In fact, the women of Simaxis used to collect herbs, flowers, roots, berries and leaves according to the seasons and they used to make liqueurs which were usually consumed during important holidays. Like them, paying attention to detail and using prime quality ingredients, Ms. Dessì produces liqueurs with the same colours and intense aromas.

Using old recipes, three varieties of myrtle liqueur are produced: Mirto De Domu, Mirto Mèzusu and Mirto Bianco, all of them obtained by varying the amount of myrtle in relation to the amount of alcohol. Other liqueur products include Filu’ e Ferru, which is made from the remains of grapes or other fruit that have been pressed for wine-making, Limoncino and Creme di Liquore.

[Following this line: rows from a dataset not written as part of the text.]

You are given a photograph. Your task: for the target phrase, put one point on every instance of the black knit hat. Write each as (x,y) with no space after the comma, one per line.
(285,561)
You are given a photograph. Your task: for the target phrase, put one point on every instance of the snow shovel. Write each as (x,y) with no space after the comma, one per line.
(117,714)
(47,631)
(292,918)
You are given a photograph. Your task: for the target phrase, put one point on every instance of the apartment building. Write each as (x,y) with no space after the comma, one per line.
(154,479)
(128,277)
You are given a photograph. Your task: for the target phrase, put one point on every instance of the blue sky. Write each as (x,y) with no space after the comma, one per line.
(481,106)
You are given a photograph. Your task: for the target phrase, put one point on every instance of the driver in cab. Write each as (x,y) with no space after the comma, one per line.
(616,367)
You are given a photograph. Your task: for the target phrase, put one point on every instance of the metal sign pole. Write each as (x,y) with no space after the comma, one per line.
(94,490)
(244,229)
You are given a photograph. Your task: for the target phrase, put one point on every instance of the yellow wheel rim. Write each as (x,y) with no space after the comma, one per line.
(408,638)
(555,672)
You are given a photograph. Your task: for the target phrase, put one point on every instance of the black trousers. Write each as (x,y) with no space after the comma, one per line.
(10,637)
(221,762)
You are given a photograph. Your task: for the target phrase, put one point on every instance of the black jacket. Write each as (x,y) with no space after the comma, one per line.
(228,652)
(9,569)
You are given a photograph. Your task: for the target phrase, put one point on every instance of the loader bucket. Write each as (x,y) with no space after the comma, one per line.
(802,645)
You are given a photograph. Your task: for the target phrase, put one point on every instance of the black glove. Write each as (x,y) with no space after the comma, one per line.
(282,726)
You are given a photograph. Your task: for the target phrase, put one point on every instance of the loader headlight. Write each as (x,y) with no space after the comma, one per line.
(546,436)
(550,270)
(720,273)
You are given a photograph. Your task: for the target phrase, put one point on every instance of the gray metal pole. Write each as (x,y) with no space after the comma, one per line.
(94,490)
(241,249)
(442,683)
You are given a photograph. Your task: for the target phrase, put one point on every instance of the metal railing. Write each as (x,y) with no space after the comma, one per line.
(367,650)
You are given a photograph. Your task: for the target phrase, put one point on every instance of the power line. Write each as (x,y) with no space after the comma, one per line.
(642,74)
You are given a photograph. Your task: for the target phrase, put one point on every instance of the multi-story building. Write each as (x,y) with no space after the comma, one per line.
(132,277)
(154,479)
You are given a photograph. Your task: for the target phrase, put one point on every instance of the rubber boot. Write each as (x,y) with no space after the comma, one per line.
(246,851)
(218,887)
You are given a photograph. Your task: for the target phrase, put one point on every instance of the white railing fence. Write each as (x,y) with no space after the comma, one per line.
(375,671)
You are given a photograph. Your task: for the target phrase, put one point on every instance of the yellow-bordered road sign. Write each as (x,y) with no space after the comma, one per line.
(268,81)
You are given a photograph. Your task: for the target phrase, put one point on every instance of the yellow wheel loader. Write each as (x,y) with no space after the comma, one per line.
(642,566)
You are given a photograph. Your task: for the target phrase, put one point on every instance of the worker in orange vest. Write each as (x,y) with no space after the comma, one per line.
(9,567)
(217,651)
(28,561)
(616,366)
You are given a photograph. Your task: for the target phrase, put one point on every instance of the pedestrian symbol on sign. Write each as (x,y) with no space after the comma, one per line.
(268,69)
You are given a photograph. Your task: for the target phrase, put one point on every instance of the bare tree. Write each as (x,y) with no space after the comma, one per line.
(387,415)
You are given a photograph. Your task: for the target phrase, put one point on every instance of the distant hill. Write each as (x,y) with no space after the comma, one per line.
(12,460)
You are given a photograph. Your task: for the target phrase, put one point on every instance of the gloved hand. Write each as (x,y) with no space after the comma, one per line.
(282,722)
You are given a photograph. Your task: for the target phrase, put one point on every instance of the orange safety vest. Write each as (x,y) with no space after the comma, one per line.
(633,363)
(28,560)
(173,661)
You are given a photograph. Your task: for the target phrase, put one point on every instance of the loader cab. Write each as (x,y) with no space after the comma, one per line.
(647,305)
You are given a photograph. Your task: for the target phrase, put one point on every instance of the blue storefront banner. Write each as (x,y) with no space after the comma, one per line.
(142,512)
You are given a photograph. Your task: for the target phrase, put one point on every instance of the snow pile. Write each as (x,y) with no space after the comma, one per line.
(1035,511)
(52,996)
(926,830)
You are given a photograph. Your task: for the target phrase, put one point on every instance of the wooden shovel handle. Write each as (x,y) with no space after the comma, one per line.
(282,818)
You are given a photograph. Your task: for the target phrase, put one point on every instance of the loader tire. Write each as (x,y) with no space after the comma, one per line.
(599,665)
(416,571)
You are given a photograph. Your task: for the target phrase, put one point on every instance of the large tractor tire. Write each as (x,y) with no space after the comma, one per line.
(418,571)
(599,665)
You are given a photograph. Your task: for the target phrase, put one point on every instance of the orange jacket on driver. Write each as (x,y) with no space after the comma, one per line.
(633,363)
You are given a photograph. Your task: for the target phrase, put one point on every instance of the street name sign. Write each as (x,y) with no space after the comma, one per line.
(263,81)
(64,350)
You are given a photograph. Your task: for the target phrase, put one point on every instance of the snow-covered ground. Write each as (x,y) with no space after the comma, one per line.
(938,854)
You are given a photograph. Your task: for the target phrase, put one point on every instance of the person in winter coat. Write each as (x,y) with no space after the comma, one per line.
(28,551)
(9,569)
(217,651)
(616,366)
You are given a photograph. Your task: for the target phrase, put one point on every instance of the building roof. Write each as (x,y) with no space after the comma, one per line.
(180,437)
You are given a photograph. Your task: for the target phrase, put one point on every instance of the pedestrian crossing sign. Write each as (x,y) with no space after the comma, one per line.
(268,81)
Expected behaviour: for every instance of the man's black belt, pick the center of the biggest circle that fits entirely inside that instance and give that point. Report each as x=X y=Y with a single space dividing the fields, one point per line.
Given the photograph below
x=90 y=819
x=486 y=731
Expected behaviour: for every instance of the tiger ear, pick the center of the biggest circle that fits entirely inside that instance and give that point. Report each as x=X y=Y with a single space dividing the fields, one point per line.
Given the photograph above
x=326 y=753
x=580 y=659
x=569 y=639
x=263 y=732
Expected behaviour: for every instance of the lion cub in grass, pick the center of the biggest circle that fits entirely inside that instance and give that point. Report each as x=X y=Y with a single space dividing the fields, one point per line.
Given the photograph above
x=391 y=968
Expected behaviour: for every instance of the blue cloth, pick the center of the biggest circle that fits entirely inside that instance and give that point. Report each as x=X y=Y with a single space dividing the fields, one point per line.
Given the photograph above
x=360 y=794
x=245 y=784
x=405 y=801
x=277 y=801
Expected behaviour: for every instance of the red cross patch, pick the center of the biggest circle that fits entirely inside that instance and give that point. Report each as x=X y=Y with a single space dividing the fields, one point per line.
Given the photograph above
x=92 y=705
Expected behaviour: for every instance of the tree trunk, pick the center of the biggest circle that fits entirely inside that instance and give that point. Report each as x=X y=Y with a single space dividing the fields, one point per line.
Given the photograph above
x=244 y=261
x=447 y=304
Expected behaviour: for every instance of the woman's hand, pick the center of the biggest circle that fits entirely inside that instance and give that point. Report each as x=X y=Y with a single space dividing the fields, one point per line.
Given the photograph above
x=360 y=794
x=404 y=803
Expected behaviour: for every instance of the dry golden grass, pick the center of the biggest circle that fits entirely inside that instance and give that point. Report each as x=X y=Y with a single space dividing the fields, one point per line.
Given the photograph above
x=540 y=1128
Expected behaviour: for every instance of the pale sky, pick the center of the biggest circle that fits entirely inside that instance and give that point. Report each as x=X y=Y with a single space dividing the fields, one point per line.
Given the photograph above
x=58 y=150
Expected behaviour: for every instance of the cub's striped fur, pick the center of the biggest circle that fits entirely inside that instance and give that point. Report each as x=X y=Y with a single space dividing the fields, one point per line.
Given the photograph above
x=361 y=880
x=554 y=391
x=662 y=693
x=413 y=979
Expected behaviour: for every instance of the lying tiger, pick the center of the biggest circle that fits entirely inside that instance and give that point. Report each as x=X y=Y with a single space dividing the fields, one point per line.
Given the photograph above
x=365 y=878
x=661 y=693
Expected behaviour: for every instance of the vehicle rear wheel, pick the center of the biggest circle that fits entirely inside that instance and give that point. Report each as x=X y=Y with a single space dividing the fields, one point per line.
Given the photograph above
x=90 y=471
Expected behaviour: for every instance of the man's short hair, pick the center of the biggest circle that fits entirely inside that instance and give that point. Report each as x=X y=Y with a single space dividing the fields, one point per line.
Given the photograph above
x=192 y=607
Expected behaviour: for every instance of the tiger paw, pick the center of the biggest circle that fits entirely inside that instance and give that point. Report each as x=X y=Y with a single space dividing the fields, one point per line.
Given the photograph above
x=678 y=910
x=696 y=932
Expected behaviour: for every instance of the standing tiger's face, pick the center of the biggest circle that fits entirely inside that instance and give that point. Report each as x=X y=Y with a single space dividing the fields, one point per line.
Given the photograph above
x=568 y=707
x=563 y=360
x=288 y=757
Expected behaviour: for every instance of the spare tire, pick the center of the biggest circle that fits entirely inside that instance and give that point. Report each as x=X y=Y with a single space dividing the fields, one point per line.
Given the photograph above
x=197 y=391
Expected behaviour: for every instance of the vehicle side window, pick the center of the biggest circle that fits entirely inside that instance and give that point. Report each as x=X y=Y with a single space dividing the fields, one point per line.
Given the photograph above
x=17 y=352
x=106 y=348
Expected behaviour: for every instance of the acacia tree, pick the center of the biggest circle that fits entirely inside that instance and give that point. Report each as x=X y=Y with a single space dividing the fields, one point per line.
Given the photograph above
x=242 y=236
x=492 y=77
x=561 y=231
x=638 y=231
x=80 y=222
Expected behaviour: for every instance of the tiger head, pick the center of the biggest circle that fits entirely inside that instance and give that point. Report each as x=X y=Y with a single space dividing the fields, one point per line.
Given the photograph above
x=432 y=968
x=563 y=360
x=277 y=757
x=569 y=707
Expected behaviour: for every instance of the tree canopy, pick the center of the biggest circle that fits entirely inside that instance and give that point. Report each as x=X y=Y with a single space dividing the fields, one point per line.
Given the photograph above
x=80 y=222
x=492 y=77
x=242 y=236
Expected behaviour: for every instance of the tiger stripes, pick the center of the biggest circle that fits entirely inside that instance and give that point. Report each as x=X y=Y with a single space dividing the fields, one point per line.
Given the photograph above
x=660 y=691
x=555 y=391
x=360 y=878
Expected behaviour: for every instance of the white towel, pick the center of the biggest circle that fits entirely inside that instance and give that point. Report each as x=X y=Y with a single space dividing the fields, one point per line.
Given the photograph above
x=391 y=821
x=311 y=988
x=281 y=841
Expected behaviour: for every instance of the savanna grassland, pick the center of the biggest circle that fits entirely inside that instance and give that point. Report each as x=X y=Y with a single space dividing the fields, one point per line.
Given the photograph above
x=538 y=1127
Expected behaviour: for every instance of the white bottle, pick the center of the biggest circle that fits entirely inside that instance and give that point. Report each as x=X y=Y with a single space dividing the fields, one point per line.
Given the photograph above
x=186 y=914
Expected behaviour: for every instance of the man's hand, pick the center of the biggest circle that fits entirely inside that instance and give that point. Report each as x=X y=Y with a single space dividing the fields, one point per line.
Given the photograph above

Making myrtle liqueur starts with buying myrtle berries from professional pickers, then impurities are removed and the remaining berries are cleaned. Afterwards, they are put in stainless steel tanks and filled with an alcoholic solution forming an infusion, which is left in peace until it has an alcoholic percentage of 36. Water and sugar is added to the infusion and being stirred continuously, then the liqueur is filtered in order to remove any remaining particles. The resulting liqueur is analysed in a laboratory, and if approved, it is bottled and labelled manually. These liqueurs are made without using any additives, flavours or colorants. Moreover, the production is performed at a low temperature in order to preserve the naturalness of the taste and the intensity of the aroma of the myrtle berries.

All the products of this producer are sold at high quality wine shops and restaurants, hotels and in shops which require products of prime quality.

Our visit was finished with having a look at their small exhibition of their liqueurs in designer bottles, some of them ceramic ones decorated by hand, others covered with elements from Sardinian crafts like woven cloths and cork.

Before leaving, Ms. Dessì generously gave us a precious bottle of the exquisite liqueur of myrtle.